Впрочем, об одной — безусловной — заслуге Александра Исаевича Солженицына перед Отечеством иногда забывают. Речь идет о знаменитом Письме к Синоду, которое, без сомнения, — написанное незадолго до Поместного Собора 1971 г. — повлияло на его решения. Писатель открыто заговорил о старообрядчестве: книги, по которым молились наши предки, прокляты, и Русская Православная Церковь отсекла себя от собственных корней. И надо сказать, что Патриарх Пимен, в отличие от "вождей Советского Союза", слова Солженицына услышал. Никто на Поместном Соборе, конечно, вслух его имени не назвал, но так или иначе клятвы Собора 1666-67 гг. были сняты, хотя вторую часть послания — о принесении публичного покаяния перед старообрядцами — что они до сих пор кладут в основание будущего примирения — проигнорировали. Вскоре и Зарубежная Церковь сделала то же самое, причем полностью — с принесением такого покаяния, и теперь в Зарубежной Церкви есть Единоверческий епископ.
Но при этом Александр Исаевич в своих умозаключениях дальше не пошел: он все же не сумел понять, что революция и коммунизм были не только просто следствием раскола XVII в., но еще и тайной местью народной стихии за утрату своей древней веры и беспрерывные преследования. И потому безсознательное старообрядчество, помноженное на "железный марш" ордынства легло в основание русского советизма — большевизма — в отличие от марксистского коммунизма. Хотя подсказка была: знаменитый вопрос в фильме "Чапаев" — "ты за кого, Василий Иванович, за большевиков или за коммунистов?" Но смотреть советское кино Солженицын отказывался заранее, не видя в нем ничего, кроме Агитпропа.

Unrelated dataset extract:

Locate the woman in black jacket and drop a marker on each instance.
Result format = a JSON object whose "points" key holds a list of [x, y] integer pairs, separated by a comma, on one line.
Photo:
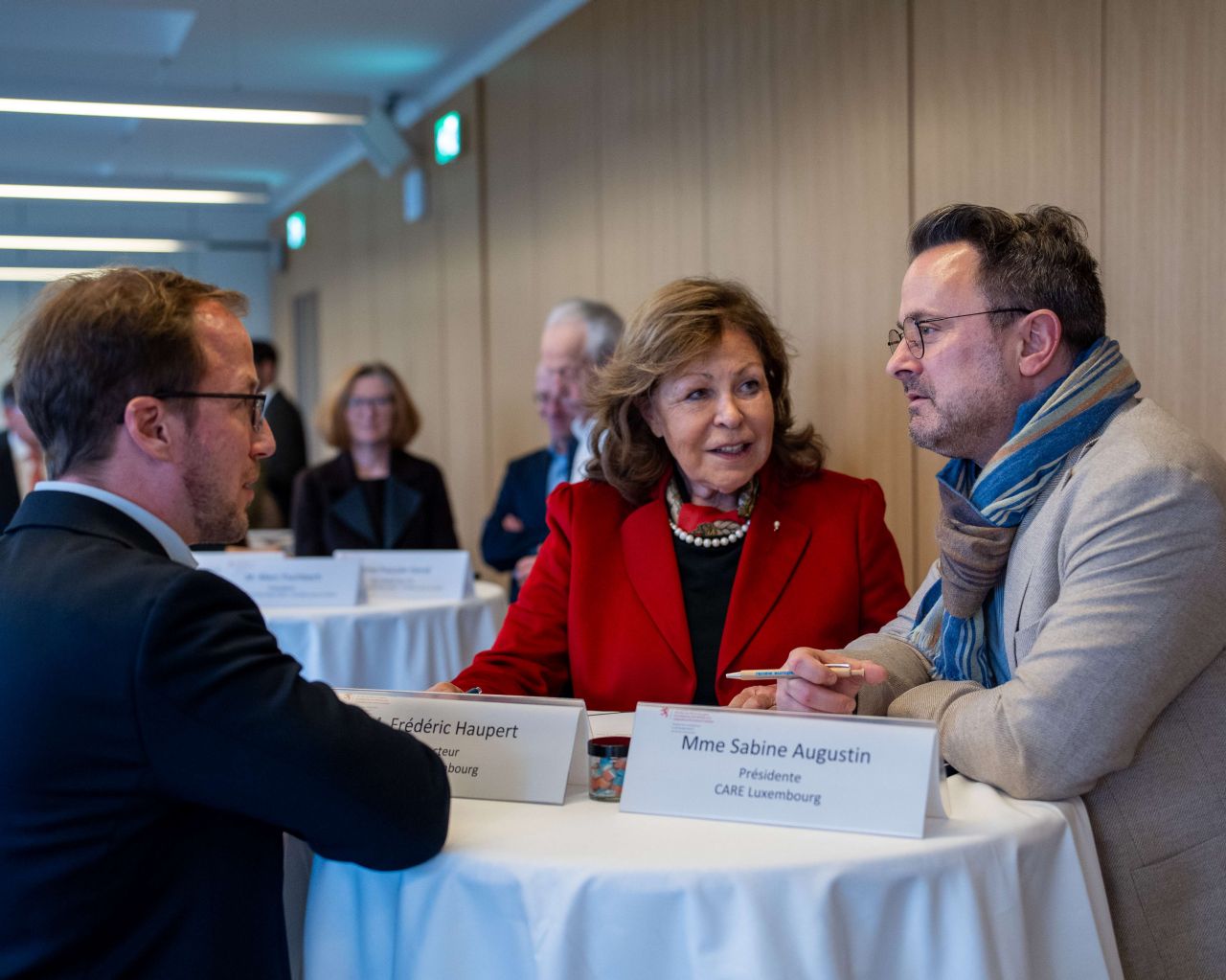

В "Красном колесе" и отчасти в "Архипелаге ГУЛАГ" писателю удалось прикоснуться к стихии. Но, оплакивая жертв этой стихии, он, в отличие от Пушкина в "Медном Всаднике" или Шолохова в "Тихом Доне", не взошел на уровень признания двух правд — правды стихии и правды жертвы. И выбрал третье — заокеанскую "христианскую империю" без Императора и Церкви. Империю, единственным упреком которой в 1970-е годы была с его стороны тогдашняя (при Ричарде Никсоне особенно) "мягкость" — еще не созрели условия, не все было готово для "гуманитарных" бомбардировок — к его собственной Родине, которую он все-таки любил.